Assis derrière son bureau, l’imposant quinquagénaire à la couronne de cheveux noirs graisseux et à l’épaisse moustache s’était exprimé avec rage.
Le commandant Gilles Contassot biffa vigoureusement avec son stylo ce qu’il venait d’écrire et son visage rougeaud afficha une moue d’écœurement devant la difficulté de l’exercice.

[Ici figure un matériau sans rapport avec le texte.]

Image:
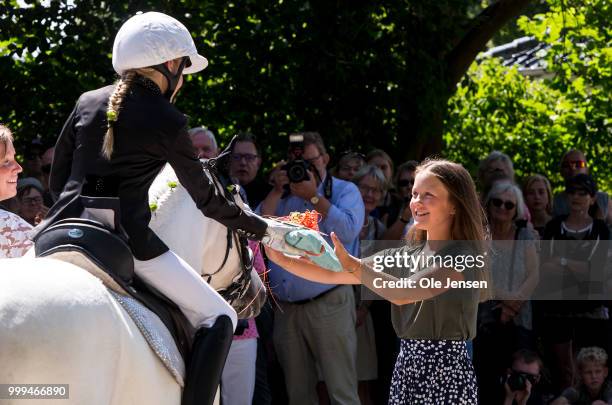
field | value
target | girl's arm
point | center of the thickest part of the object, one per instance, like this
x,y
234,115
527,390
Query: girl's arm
x,y
356,271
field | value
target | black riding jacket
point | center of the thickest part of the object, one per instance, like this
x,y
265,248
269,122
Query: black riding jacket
x,y
149,132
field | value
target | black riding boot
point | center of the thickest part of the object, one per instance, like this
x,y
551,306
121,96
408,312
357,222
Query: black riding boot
x,y
208,355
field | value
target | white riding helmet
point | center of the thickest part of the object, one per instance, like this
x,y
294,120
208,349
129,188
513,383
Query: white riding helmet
x,y
149,39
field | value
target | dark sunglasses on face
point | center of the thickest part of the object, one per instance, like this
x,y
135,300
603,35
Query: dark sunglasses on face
x,y
574,164
352,154
498,202
578,191
249,157
405,183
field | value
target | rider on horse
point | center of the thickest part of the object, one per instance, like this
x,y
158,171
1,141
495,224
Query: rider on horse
x,y
119,137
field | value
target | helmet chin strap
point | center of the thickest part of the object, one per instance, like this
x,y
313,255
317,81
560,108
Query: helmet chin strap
x,y
171,78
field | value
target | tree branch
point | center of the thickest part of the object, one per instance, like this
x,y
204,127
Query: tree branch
x,y
483,27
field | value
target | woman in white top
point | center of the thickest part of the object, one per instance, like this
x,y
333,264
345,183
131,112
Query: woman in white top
x,y
14,231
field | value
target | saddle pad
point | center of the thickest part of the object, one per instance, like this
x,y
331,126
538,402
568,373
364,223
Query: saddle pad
x,y
156,335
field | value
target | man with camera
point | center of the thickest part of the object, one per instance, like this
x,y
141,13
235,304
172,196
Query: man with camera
x,y
314,327
521,379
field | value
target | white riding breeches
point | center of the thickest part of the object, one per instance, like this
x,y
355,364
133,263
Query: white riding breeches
x,y
179,282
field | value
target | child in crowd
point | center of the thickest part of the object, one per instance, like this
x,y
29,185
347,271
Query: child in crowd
x,y
594,387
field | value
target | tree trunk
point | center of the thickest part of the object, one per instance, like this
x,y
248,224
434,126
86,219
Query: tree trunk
x,y
421,136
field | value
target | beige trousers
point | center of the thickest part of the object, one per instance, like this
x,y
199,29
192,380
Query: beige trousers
x,y
320,333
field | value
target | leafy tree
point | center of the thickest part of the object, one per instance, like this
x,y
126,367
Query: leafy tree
x,y
362,73
536,121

Le découragement fit rapidement place au désespoir.
– C’est pas que ça soit exécrable, mais ça ne rime même pas !… marmonna-t-il d’une voix plaintive.
Il avait à cet instant un air penaud, très inaccoutumé pour qui connaissait son caractère prompt aux coups de gueule et autres colères homériques qui effrayaient tant les assistantes de la brigade criminelle.

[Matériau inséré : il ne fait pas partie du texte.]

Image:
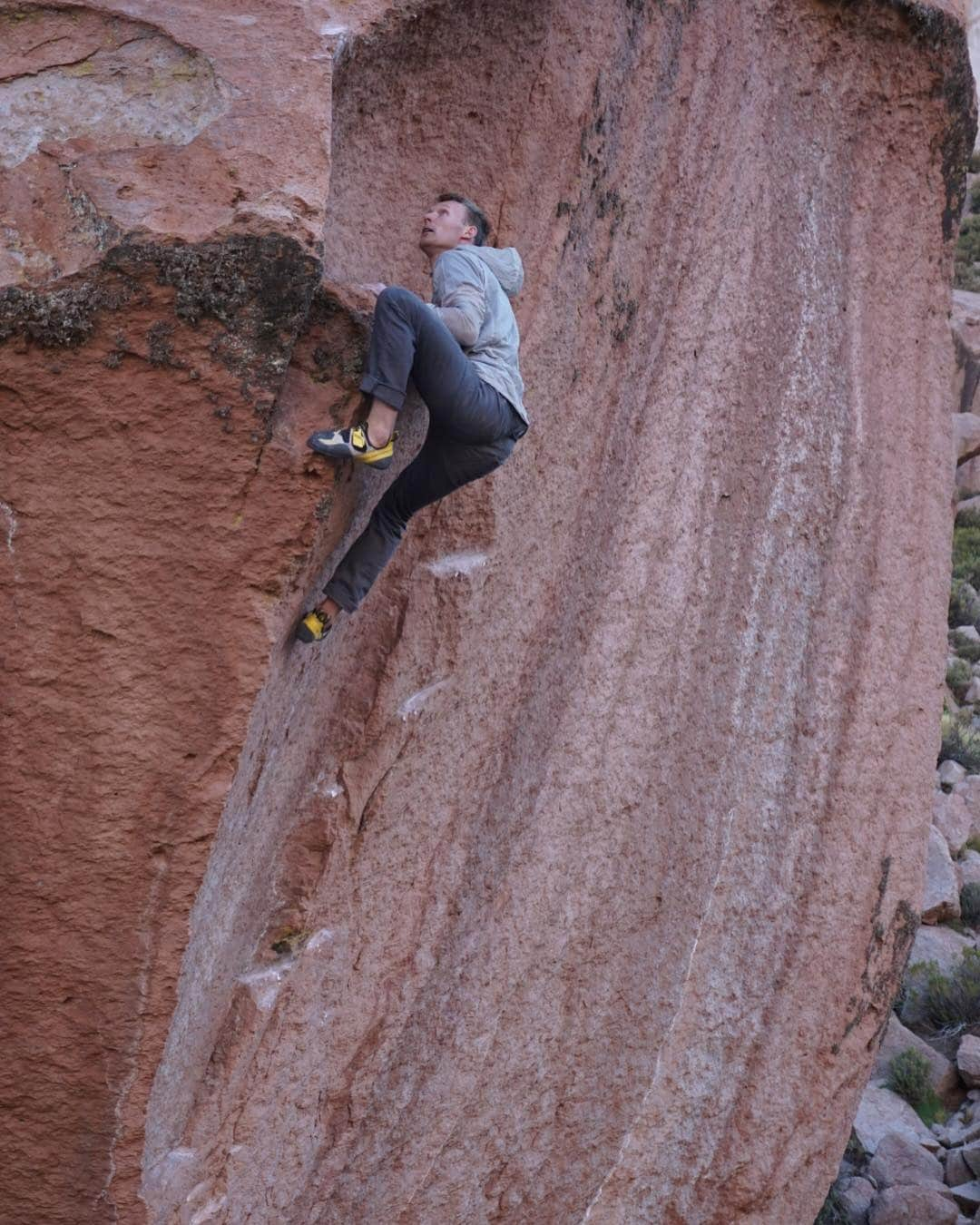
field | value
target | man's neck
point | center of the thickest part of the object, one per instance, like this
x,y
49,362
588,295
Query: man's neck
x,y
434,255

Pour les flics du 36 qui étaient habitués à attribuer des sobriquets à leurs collègues, celui de Contassot avait fait rapidement l’unanimité. Très enrobé, glouton, paternaliste et gueulard, il avait en plus une récente manie de porter des vêtements de couleur verte, ce qui lui avait valu l’inévitable surnom de : Shrek.

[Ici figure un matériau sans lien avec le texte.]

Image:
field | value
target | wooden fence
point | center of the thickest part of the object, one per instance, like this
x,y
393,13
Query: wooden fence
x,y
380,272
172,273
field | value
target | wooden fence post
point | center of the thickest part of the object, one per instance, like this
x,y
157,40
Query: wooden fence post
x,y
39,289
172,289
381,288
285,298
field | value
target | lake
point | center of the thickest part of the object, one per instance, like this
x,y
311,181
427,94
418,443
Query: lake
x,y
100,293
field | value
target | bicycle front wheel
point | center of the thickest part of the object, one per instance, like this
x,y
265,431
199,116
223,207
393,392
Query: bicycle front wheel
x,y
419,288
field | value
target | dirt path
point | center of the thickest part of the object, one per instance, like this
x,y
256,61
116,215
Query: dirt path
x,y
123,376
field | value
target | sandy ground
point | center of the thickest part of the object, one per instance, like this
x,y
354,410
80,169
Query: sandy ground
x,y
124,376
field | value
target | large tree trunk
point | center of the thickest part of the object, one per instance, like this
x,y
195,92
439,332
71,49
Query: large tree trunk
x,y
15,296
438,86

Ces derniers jours, en l’absence d’investigations en cours, l’ogre avait décidé de s’initier à la poésie pour patienter. Il avait cependant une peur bleue que l’on sache qu’un commandant chevronné de la Crim’ se consacre à ce loisir romantique et il s’y adonnait donc toujours en cachette de son équipe.
L’inaction le désespérait, et ce mois de février était particulièrement calme. Pas assez de crimes, en tout cas, pour que toutes les groupes d’enquête aient du travail.
On se demande bien ce que peuvent foutre les assassins !…
La création d’un poème lui permettait ainsi de tuer le temps, faute de meurtres à se mettre sous la main.
Il recommença donc son œuvre d’une écriture appliquée :
« Dans les flots de tes yeux bleus,
Mon cœur douloureux
Chavire lentement
En s’en allant. »
Un large sourire découvrit ses dents noircies par le café et le tabac.
– C’est déjà mieux… Au moins, ça rime !
Il compta consciencieusement le nombre de pieds sur le bout de ses doigts épais :
– Dans-les-flots-de-tes-yeux-bleus, mon-cœur-dou-lou-reux.
Shrek fronça ses broussailleux sourcils avec un air dépité.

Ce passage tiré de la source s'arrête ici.